Me he encontrado con opiniones contrarias a estas celebraciones: la última, la de la peluquera, también madre y con niños de las edades de los míos. Padres como ella arguyen que, al no ser viable invitar a toda la clase, quienes no son invitados se sienten excluidos. Añaden que se fomenta además el consumismo y el recibir regalo de cada uno de los amiguitos del cumple.
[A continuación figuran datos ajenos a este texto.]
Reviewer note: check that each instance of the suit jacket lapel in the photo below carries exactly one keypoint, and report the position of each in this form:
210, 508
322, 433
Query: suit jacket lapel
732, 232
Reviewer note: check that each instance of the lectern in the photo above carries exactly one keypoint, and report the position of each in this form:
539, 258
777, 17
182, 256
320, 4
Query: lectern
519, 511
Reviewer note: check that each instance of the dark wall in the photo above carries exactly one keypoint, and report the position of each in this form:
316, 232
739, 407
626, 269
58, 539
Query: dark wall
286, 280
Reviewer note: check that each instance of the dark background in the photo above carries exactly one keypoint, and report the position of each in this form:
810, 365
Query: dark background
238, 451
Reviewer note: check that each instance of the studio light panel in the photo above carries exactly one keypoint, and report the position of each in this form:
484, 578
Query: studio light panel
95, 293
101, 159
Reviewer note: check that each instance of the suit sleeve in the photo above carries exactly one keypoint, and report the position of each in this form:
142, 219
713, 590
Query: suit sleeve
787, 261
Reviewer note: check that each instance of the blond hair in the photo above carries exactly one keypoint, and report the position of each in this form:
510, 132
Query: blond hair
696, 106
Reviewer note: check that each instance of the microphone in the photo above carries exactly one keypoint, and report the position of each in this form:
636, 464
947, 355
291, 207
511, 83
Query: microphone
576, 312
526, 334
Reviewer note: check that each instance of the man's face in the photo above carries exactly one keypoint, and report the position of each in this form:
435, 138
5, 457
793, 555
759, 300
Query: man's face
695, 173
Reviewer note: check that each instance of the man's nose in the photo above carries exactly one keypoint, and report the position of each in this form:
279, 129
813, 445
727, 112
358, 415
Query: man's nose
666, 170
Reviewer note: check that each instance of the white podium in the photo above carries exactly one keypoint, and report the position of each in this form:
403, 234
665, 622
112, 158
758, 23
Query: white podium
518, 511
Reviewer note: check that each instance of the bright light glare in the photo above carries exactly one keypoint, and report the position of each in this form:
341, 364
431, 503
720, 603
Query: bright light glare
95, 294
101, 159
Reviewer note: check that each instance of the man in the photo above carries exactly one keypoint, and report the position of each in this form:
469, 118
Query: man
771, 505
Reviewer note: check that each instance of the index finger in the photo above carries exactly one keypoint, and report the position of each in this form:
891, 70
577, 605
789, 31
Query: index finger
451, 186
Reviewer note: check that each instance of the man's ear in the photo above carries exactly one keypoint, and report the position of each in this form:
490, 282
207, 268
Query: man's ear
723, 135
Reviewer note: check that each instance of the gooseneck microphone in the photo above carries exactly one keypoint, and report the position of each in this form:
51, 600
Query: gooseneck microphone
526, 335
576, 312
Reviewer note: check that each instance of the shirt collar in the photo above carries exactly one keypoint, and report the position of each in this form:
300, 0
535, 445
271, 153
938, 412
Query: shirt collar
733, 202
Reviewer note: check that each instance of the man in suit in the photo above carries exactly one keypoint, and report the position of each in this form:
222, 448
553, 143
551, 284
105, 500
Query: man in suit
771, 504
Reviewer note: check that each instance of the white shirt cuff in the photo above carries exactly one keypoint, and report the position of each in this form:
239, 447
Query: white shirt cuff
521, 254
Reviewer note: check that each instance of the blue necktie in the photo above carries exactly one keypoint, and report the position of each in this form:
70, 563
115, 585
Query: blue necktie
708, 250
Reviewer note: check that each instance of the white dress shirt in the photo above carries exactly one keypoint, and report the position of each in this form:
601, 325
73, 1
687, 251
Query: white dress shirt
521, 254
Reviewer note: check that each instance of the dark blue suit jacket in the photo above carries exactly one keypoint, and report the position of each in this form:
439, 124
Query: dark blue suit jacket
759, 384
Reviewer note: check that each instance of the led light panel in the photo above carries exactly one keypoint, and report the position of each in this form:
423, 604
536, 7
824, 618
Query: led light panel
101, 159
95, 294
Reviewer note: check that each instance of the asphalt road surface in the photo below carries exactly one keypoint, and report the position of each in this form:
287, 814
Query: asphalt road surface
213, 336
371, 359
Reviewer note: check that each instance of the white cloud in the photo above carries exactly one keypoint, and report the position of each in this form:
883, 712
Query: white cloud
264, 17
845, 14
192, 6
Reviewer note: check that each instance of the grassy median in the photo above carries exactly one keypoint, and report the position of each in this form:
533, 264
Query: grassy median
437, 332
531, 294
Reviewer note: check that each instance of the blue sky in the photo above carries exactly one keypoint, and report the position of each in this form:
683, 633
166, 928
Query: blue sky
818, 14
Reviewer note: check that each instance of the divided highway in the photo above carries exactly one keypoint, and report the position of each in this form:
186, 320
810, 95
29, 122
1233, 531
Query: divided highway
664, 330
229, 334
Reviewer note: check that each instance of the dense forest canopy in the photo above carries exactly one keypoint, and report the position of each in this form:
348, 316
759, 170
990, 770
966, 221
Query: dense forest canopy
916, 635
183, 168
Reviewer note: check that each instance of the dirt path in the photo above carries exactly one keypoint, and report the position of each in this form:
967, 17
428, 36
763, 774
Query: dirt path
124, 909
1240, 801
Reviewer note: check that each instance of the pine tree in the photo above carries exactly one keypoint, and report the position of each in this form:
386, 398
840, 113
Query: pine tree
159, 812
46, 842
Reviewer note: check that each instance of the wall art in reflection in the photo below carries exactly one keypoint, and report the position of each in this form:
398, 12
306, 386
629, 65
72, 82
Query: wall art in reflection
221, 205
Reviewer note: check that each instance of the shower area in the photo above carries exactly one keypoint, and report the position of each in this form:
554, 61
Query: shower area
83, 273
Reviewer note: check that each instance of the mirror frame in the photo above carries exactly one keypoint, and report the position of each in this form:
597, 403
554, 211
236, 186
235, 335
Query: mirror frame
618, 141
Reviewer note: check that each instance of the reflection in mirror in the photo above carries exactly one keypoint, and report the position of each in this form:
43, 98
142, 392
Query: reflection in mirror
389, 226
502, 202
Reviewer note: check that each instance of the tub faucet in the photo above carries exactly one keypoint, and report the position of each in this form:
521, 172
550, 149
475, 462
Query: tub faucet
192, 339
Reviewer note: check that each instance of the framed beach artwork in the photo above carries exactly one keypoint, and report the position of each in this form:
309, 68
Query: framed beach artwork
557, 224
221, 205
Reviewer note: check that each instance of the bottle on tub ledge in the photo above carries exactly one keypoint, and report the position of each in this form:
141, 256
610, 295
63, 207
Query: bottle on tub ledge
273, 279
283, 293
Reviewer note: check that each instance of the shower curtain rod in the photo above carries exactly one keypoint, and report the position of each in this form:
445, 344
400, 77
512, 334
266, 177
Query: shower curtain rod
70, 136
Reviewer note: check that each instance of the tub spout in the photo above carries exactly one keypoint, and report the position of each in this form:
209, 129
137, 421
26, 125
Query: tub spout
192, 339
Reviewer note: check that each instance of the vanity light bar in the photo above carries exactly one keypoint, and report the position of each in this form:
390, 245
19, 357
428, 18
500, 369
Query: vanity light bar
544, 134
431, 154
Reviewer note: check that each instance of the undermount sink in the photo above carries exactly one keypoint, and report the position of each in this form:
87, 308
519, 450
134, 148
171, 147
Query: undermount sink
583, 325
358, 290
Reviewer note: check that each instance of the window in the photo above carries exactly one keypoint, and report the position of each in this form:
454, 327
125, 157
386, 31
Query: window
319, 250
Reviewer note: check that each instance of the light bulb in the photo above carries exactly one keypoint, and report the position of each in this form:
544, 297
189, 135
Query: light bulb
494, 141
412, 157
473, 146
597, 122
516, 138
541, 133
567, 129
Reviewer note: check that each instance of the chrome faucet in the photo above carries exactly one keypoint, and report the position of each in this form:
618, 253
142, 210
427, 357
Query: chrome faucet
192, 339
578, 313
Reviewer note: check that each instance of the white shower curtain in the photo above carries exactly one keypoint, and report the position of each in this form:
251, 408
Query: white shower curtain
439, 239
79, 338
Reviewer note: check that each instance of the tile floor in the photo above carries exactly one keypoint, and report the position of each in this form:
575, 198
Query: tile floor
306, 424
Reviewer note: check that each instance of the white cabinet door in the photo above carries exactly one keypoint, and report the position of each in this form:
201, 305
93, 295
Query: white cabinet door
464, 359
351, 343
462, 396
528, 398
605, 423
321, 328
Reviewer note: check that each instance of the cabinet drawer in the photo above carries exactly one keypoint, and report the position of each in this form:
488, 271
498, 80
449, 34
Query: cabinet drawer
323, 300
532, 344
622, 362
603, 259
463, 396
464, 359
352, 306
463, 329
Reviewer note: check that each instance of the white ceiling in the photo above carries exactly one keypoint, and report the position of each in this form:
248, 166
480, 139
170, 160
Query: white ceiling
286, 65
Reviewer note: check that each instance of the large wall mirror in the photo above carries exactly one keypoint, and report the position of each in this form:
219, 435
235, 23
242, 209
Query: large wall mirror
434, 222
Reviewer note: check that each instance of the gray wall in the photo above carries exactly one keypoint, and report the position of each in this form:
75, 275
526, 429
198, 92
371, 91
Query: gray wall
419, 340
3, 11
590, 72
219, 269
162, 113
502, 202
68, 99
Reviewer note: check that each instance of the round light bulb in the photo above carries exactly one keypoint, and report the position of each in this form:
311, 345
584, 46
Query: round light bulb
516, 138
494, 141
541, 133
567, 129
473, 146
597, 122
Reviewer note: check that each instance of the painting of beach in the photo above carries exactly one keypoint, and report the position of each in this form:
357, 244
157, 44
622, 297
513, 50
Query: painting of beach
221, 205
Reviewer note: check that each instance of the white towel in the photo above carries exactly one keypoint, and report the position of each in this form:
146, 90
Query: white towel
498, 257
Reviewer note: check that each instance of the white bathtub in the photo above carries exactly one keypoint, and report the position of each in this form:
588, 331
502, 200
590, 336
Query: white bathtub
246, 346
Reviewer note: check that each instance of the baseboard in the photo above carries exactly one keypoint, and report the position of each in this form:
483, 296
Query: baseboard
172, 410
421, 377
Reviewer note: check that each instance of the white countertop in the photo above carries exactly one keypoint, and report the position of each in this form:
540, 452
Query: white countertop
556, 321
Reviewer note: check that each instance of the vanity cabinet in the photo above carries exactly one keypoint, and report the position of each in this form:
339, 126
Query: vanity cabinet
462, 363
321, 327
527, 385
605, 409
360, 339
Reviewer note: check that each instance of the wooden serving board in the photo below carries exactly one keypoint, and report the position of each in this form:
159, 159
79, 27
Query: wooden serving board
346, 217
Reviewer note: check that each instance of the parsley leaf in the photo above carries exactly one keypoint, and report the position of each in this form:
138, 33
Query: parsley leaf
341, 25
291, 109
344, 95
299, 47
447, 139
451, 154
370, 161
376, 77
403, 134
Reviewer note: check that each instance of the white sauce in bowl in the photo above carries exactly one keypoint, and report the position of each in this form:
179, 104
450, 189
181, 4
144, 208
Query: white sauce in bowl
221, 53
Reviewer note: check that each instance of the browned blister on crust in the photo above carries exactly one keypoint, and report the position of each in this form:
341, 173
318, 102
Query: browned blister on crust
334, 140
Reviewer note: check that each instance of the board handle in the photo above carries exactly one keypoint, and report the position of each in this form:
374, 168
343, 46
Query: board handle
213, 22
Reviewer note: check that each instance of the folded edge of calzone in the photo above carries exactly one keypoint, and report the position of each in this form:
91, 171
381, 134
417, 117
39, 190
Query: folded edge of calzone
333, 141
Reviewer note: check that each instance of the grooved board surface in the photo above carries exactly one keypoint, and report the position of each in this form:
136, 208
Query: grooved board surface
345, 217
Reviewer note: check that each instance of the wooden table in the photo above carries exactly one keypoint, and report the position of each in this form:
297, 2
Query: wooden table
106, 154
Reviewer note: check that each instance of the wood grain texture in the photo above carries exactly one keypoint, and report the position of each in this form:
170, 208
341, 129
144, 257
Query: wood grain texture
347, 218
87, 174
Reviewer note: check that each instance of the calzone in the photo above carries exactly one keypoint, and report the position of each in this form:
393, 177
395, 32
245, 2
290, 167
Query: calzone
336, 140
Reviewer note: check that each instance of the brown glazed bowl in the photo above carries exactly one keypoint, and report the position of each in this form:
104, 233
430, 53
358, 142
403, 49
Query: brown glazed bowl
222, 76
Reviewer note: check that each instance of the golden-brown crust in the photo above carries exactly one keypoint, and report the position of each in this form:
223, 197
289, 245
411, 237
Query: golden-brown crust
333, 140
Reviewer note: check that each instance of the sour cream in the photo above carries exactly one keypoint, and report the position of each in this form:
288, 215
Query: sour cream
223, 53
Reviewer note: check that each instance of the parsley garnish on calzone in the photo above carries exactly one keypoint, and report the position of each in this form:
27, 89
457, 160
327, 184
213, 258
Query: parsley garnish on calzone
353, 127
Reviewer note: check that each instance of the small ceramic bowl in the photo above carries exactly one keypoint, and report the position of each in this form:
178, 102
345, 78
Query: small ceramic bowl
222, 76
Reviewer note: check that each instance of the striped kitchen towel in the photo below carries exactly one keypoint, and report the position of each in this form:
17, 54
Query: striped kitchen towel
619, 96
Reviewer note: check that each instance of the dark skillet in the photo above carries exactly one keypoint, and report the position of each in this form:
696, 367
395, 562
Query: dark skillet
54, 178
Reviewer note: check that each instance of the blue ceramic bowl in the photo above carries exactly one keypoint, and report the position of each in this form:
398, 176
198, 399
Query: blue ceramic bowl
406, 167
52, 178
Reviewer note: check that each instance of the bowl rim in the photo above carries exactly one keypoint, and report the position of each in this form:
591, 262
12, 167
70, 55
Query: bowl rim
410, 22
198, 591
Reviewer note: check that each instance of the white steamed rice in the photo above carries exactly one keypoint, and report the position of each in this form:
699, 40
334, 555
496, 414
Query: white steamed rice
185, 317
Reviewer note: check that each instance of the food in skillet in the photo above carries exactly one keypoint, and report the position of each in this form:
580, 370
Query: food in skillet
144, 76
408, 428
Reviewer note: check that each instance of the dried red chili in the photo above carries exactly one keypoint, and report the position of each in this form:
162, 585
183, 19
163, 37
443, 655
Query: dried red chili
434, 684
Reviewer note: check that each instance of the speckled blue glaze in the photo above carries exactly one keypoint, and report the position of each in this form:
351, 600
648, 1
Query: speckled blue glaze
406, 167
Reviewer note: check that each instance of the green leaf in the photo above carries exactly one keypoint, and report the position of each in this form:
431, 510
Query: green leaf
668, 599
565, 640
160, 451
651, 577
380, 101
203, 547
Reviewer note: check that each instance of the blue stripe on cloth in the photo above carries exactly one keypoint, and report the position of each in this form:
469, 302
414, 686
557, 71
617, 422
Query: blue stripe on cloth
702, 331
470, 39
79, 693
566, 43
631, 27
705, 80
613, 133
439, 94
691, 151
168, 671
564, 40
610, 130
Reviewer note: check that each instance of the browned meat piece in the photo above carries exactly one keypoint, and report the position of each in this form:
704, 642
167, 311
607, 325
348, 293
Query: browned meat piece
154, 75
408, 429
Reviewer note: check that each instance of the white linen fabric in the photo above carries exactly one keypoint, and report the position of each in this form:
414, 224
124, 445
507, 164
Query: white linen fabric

Proponen concentrar trimestralmente en un mismo día todos los cumpleaños de ese periodo y celebrarlos con toda la clase en el patio del colegio o en un parque al aire libre, sin regalos; me explicó que en la ikastola de sus hijos se juntan en el comedor para tal propósito. No me parece mala propuesta si tienen ese lugar cerrado (en invierno es un problema querer celebrar nada a la intemperie); tampoco es mala idea si los padres (y madres, claro) en cuestión están todos de acuerdo, se llevan bien y organizan adecuadamente el tinglado. Otra ventaja es que en una tarde te ventilas de un plumazo unos cuantos cumpleaños que, de haber sido por separado, te hubiesen jorobado varios fines de semana del año y te hubiesen obligado a comprar algún juguete por compromiso y con tique regalo por si lo quieren cambiar por otra cosa.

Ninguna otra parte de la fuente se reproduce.